Friday 9 March 2012

Northern Ireland Tourist Board and the Belfast Telegraph

Puffoonery

"Carrying only the best in daily journalism, the Belfast Telegraph has a unique role in the digital age, delivering through its newspaper and website a news and comment daily that reflects the modern Northern Ireland. Its readers are confident, knowledgeable and tolerant. Its writers are authoritative, focused and informed." ..  Belfast Telegraph the greatest media force in Northern Ireland

Most impressive. Sadly, the reality fails to live up to the hype. Here's an item of news from the Belfast Telegraph that reads more like a piece of hype for the Northern Ireland Tourist Board:

"The financial aid has been channelled into improving the sense of welcome and visual attractiveness of tourism areas and into driving up the standard and quality of a raft of visitor attractions, important cultural buildings, tourist information centres, public spaces and activity tourism products across Northern Ireland. ..

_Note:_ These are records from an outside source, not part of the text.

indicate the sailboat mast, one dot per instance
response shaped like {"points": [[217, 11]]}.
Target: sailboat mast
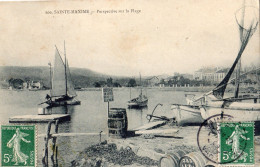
{"points": [[50, 78], [66, 84], [141, 84], [239, 62]]}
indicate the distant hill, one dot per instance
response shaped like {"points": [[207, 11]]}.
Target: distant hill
{"points": [[81, 77]]}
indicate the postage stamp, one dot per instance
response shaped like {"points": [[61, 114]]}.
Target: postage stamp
{"points": [[18, 145], [236, 143]]}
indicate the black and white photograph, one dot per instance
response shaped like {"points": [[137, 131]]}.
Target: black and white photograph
{"points": [[119, 83]]}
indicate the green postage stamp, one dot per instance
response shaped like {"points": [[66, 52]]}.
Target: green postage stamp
{"points": [[236, 143], [18, 145]]}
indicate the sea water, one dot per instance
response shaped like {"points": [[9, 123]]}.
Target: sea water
{"points": [[90, 116]]}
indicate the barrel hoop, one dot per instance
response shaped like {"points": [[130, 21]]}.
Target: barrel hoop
{"points": [[195, 159], [118, 119], [167, 157]]}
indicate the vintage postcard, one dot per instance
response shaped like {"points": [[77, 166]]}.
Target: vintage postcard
{"points": [[130, 83]]}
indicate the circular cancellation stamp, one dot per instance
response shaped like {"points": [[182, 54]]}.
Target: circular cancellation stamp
{"points": [[223, 141]]}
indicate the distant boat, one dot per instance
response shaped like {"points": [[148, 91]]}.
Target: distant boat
{"points": [[213, 102], [62, 89], [140, 101], [238, 106]]}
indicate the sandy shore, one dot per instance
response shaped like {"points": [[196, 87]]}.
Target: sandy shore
{"points": [[144, 150]]}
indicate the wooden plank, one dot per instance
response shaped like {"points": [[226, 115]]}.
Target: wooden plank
{"points": [[39, 118], [151, 125], [157, 131], [73, 134]]}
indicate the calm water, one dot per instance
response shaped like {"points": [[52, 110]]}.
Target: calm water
{"points": [[90, 116]]}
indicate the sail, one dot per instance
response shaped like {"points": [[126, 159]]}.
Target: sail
{"points": [[70, 87], [58, 79], [218, 92]]}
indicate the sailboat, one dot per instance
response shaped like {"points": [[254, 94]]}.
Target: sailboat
{"points": [[211, 103], [62, 89], [140, 101], [238, 106]]}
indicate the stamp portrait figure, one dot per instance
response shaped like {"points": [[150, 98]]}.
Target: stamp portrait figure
{"points": [[234, 139], [15, 143]]}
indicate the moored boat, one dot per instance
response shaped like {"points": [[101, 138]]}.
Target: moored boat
{"points": [[138, 102], [62, 91], [239, 107]]}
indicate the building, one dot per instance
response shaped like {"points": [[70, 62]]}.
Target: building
{"points": [[219, 75], [210, 74]]}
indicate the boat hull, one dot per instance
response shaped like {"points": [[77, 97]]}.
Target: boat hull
{"points": [[63, 103], [239, 111], [187, 115], [137, 104]]}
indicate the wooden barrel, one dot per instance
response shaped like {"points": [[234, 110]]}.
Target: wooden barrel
{"points": [[194, 159], [117, 123], [172, 159]]}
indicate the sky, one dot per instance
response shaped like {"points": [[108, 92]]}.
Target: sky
{"points": [[166, 36]]}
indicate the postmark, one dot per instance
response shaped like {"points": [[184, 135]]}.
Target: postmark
{"points": [[225, 142], [18, 145], [207, 136], [236, 143]]}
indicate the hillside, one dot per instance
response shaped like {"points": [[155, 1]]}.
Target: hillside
{"points": [[81, 77]]}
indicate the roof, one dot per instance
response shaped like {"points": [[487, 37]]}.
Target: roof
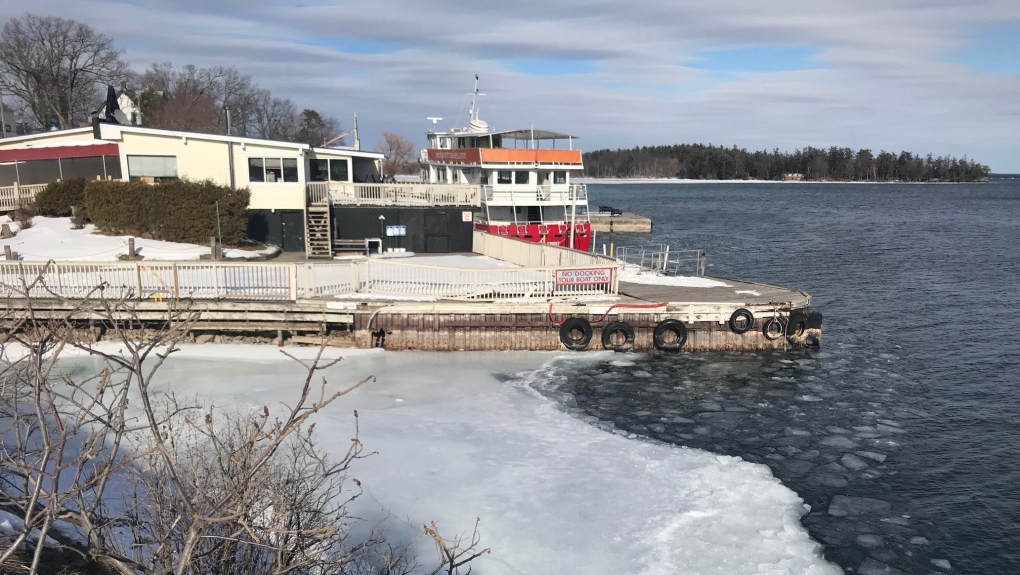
{"points": [[523, 134]]}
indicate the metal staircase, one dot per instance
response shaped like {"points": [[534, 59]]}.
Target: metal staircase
{"points": [[318, 237]]}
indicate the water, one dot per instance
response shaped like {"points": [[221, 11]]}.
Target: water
{"points": [[902, 431]]}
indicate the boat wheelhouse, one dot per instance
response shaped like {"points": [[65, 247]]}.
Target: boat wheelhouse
{"points": [[524, 178]]}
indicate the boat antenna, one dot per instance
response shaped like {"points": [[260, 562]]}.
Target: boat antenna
{"points": [[474, 100]]}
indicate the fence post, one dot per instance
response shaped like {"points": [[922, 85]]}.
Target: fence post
{"points": [[138, 279], [293, 281], [176, 282]]}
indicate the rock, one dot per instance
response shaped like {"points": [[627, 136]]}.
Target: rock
{"points": [[843, 506], [852, 462]]}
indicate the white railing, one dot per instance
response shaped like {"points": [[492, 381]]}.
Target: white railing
{"points": [[559, 195], [284, 281], [322, 193], [13, 197]]}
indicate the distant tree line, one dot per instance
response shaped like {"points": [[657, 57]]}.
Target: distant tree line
{"points": [[698, 161], [58, 69]]}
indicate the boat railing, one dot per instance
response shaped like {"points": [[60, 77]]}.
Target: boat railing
{"points": [[557, 194], [659, 257], [338, 193]]}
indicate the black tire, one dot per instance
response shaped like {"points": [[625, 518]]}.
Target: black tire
{"points": [[612, 329], [798, 324], [575, 333], [773, 328], [741, 327], [675, 329]]}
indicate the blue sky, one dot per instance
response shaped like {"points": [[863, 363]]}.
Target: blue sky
{"points": [[936, 76]]}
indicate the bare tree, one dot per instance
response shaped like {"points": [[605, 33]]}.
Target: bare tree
{"points": [[57, 66], [316, 129], [273, 118], [398, 153], [131, 480]]}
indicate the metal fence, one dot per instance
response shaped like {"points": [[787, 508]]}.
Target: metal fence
{"points": [[333, 193], [287, 281], [13, 197], [659, 257]]}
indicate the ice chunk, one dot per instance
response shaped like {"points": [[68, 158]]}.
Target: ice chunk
{"points": [[872, 456], [851, 461], [870, 540], [838, 441], [843, 506], [874, 567]]}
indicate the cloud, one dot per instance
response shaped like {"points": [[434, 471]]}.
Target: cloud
{"points": [[916, 74]]}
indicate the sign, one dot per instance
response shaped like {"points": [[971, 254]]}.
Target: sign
{"points": [[584, 276]]}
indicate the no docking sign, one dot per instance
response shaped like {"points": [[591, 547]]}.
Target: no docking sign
{"points": [[583, 276]]}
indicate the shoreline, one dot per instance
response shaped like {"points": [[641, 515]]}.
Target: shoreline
{"points": [[679, 180]]}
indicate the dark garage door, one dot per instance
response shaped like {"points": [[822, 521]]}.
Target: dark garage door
{"points": [[437, 232]]}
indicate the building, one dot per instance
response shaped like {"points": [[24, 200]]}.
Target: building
{"points": [[279, 174]]}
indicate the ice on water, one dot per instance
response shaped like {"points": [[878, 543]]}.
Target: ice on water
{"points": [[555, 493]]}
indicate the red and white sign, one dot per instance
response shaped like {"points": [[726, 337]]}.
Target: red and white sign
{"points": [[584, 276]]}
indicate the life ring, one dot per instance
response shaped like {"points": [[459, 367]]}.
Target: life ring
{"points": [[575, 333], [773, 328], [798, 324], [735, 323], [669, 335], [609, 333]]}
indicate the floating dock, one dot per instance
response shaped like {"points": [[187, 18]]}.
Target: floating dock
{"points": [[625, 222], [542, 298]]}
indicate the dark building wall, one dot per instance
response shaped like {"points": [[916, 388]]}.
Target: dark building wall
{"points": [[429, 230], [281, 227]]}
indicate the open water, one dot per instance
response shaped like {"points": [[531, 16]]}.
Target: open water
{"points": [[903, 431]]}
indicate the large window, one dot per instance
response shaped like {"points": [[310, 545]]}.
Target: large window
{"points": [[272, 169], [327, 170], [152, 168]]}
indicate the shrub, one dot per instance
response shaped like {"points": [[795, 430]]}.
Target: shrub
{"points": [[57, 198], [176, 211]]}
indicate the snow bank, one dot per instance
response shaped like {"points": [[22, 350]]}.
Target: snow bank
{"points": [[633, 275], [52, 239], [555, 494]]}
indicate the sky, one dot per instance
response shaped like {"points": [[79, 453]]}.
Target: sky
{"points": [[939, 76]]}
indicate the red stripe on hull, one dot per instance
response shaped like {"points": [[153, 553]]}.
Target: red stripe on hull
{"points": [[552, 233]]}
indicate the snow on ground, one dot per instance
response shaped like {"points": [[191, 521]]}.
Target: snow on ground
{"points": [[53, 239], [555, 494], [634, 275]]}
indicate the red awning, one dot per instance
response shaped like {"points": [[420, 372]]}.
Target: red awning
{"points": [[54, 152]]}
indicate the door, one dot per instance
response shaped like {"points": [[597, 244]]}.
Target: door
{"points": [[293, 223], [437, 232]]}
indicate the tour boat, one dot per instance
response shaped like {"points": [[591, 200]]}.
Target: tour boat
{"points": [[524, 179]]}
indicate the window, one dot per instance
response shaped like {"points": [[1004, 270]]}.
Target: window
{"points": [[152, 168], [272, 169], [327, 170]]}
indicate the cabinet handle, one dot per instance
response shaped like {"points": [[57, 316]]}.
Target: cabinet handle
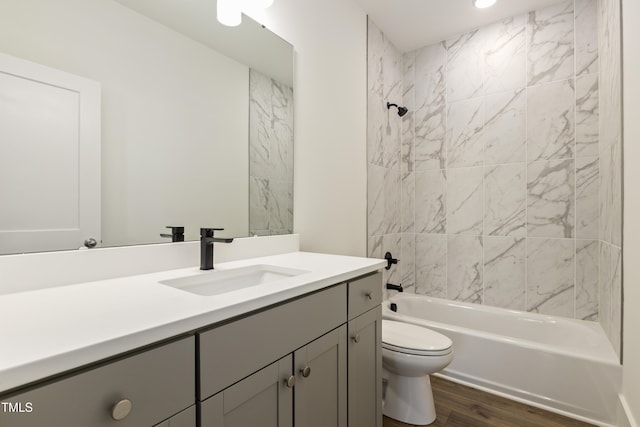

As part of the investment towards the Causeway Coastal Route, £379,000 of NITB funding went towards a public realm project at Ballycastle to regenerate visitor sites and neighbouring villages in the Moyle area including Rathlin Island." .. Northern Ireland’s tourism vision is coming to life



Do NITB and its public sector associates have sufficient expertise to be let loose with a public cheque book? Would they have the collective wit to call on the assistance of a stone mason to advise them on a design in stone and any subsequent design alterations? For example, how did a single piece of basalt for a circular stone table become four quadrants in Chinese limestone? It was hardly surprising that one of the quadrants took a tumble as their centres of gravity lie outside the supporting metal substructure! An engineer would also have known that you don't combine a marine quality steel bracket and other types of metal fixings! The circular stone tables are not just of mediocre construction, they're also potentially lethal.



I'm told that the bases for the display panels** were specified as stone yet the display panel support at Coolranny (and all the others) appears to be made of wood. In the example above, rain has produced expansion and the backing has broken away from the metal. The adhesive on a display panel at Granny's Rock beside Ballycastle harbour has also failed and the panel is now attached to less than half its metal support.


What bound the new to the old?

Collapse on a larger scale has taken place at another of NITB's signature projects at the East Strand, Portrush; the second image was taken as reconstruction was in progress.

I wonder if these are the 'vandals' who pushed it over :L 

Added 13 April 2014


** Those who gave freely of their expertise in the design of the information panels aren't, apparently, worthy of mention. To make matters worse, the panel designers chose to ignore hand written corrections to the proofs, in one case omitting the words 'Groups of' which preceded  'Cottages known as clachans formed the farming settlements in the glens' on the Coolranny panel thus exposing the designer's lack of familiarity with her/his subject; clachan was the name given to the settlement of cottages built in stone.